When we feel cold, we engage in warming behaviours – turning the thermostat up a notch, or thriftily putting on an extra layer of clothes. Mice are exactly the same – if they feel cold, they move to a warmer spot. When healthy mice get to choose what temperature they want to hang out at, with options at 22, 28, 30, 34 or 38°C, they typically migrate into the comfortable 30°C room. Mice with tumours tend to choose the hottest 38°C room. Cancer patients also commonly report suffering deep chills, especially following treatment.

It’s possible that growing tumours may induce a cold stress that probably promotes their own survival. We do not know exactly how this works yet, but this research still has important implications for cancer patients and their treatments. Could administering cancer therapies in a sauna – like setting improve their tumour – fighting potential and slow cancer growth?

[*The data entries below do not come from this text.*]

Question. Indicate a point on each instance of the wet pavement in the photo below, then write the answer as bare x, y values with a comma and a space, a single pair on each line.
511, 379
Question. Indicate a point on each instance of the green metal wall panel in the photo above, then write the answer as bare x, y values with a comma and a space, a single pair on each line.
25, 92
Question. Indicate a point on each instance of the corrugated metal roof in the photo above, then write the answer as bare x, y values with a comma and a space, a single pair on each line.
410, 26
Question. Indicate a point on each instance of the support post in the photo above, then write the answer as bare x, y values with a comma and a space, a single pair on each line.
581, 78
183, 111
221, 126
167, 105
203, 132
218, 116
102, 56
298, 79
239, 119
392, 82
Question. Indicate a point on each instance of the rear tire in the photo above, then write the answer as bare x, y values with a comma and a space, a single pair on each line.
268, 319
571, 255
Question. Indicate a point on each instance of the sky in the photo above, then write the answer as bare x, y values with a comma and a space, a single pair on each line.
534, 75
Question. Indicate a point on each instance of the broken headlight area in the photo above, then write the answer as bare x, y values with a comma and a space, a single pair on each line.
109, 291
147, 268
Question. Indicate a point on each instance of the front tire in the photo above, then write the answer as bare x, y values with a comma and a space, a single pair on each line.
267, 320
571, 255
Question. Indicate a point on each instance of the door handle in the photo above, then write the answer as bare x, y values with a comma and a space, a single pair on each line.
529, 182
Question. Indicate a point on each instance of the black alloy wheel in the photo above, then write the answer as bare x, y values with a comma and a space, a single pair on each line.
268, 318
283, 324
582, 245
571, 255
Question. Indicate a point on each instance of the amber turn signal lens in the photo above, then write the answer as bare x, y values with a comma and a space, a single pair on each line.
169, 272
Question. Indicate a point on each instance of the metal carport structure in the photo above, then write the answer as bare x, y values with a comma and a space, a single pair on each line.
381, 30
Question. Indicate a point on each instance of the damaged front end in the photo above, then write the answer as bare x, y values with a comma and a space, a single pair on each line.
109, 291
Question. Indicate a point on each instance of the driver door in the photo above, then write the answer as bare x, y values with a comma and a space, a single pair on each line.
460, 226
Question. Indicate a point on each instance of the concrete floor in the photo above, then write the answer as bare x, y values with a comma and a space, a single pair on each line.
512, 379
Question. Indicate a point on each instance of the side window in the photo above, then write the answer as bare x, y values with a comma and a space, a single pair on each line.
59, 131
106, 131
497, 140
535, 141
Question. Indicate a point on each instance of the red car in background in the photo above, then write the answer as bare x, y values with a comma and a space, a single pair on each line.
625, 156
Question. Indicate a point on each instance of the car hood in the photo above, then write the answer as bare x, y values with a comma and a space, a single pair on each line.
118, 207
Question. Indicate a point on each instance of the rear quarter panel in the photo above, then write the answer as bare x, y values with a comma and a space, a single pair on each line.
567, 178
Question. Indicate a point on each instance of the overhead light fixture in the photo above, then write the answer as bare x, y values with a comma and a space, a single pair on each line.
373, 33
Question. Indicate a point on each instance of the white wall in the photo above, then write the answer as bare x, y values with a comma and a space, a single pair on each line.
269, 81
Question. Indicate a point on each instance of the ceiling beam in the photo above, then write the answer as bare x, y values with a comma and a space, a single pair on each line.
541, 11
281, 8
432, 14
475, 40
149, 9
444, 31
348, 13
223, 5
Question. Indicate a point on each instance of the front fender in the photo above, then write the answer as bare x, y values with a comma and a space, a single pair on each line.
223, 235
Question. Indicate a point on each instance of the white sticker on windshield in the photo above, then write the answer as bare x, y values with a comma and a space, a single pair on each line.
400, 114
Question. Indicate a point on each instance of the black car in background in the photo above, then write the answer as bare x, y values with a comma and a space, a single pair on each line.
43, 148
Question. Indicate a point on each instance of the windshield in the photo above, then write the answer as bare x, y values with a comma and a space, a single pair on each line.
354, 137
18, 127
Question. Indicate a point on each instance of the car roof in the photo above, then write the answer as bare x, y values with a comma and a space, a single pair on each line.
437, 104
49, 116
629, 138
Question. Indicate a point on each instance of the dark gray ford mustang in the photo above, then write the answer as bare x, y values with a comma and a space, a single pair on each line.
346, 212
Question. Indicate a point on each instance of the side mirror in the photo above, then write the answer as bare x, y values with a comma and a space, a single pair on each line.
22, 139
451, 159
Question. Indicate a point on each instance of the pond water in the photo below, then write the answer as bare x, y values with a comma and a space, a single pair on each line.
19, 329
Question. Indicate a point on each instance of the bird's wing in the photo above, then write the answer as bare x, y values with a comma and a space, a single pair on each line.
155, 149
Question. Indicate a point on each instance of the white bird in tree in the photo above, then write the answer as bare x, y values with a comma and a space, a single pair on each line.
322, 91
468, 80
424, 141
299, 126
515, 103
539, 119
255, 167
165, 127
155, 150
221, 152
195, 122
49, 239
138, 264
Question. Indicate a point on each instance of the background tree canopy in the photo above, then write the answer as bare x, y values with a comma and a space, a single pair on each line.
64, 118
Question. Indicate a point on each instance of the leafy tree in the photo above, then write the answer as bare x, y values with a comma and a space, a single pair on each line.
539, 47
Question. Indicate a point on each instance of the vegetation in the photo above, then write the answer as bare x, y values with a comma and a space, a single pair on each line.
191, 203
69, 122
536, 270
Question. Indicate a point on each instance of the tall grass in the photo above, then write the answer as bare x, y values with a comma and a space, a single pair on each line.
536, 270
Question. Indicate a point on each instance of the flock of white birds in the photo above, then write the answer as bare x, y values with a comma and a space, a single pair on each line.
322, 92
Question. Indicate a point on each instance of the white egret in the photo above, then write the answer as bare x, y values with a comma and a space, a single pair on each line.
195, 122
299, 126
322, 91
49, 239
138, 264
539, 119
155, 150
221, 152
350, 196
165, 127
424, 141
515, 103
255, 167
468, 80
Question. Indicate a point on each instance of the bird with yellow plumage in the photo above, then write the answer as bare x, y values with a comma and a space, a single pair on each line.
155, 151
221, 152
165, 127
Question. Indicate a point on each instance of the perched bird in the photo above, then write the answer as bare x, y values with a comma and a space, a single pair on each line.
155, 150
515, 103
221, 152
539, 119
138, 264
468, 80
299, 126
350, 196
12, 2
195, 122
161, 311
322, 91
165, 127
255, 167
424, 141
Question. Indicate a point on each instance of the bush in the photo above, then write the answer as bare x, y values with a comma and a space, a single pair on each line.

Such approaches have been tried in small trials for breast cancer, angiosarcoma and sarcoma. They show that increasing body temperature to a mild fever over the course of a few hours improves response rates to radiation therapy.

Without large-scale studies no firm conclusions can be drawn, but this evidence suggests that the benefits of heat therapy for cancer may have been overlooked. Perhaps it is time we paid heed to the words of the ancient Greek physician Hippocrates:

Those who cannot be cured by medicine can be cured by surgery. Those who cannot be cured by surgery can be cured by heat. Those who cannot be cured by heat are to be considered incurable.

Originally published on The Conversation UK.

5 Responses to “Chilly temperatures help cancers grow”

  1. scilogs_paige Reply | Permalink

    Wow, is this something that has been suspected in previous research findings, or a brand new finding? Would like to know the methods / limitations of that paper, as well as the robustness of these findings - would seem that they have strong implications!

  2. Kevin Reply | Permalink

    The fact that some chemotherapy drugs induce chills or feelings of deep cold has nothing to do with this fact of tumours growing better in the cold and everything to do with the direct side effects of chemotherapy agents, and even more to do with the bodies reaction to large numbers of cells, tumour cells and many other types of fast multiply cells, dying and spilling their contents into the intercellular space. This stuff (that spills out of cells when they are killed) has all sorts of effects on the body. The stuff that comes out of white bloods cells in particular can have all sorts of effects on the physiological function of the body, and as they are swimming in the blood stream the spread these chemicals, many of which are immunomodulatory and are normally only released to have effects at specific sites of infection or inflammation, throughout the body. There is also the fact that chemotherapy drugs are commonly administered in 500 to 2000 mL of saline or 5% dextrose IV solutions, as well as given additional IV fluids for hydration during chemo administration. These fluids are generally at room temperature, which is 12 to 15 degrees C below body temperature. This alone can make one feel cold.

    I am not saying anything about whether cold has anything to do with the spread of tumour burden, but the fact that receiving chemotherapy leaves many patients feeling cold is an unrelated fact. It is not like the tumours, upon learning that they are about to suffer an onslaught of toxic medication, suddenly decides to cool the body to save itself.

  3. Stephanie Swift Reply | Permalink

    Hi Kevin,

    Thanks for your comment. You're absolutely right in saying that one of the side effects of chemotherapy is a huge amount of immune cell death and a subsequent release of nasty cell contents that can cause bodywide reactions, including the initiation of an immunosuppressive state.

    Yet the tumour itself, even without treatment, secretes cytokines that can not only induce immunosuppression, but can also act on thermoregulatory pathways. It is conceiveable, then, that tumours drive changes in the body's internal thermostat to further suppress immune cell function and promote their own survival. Hope this helps!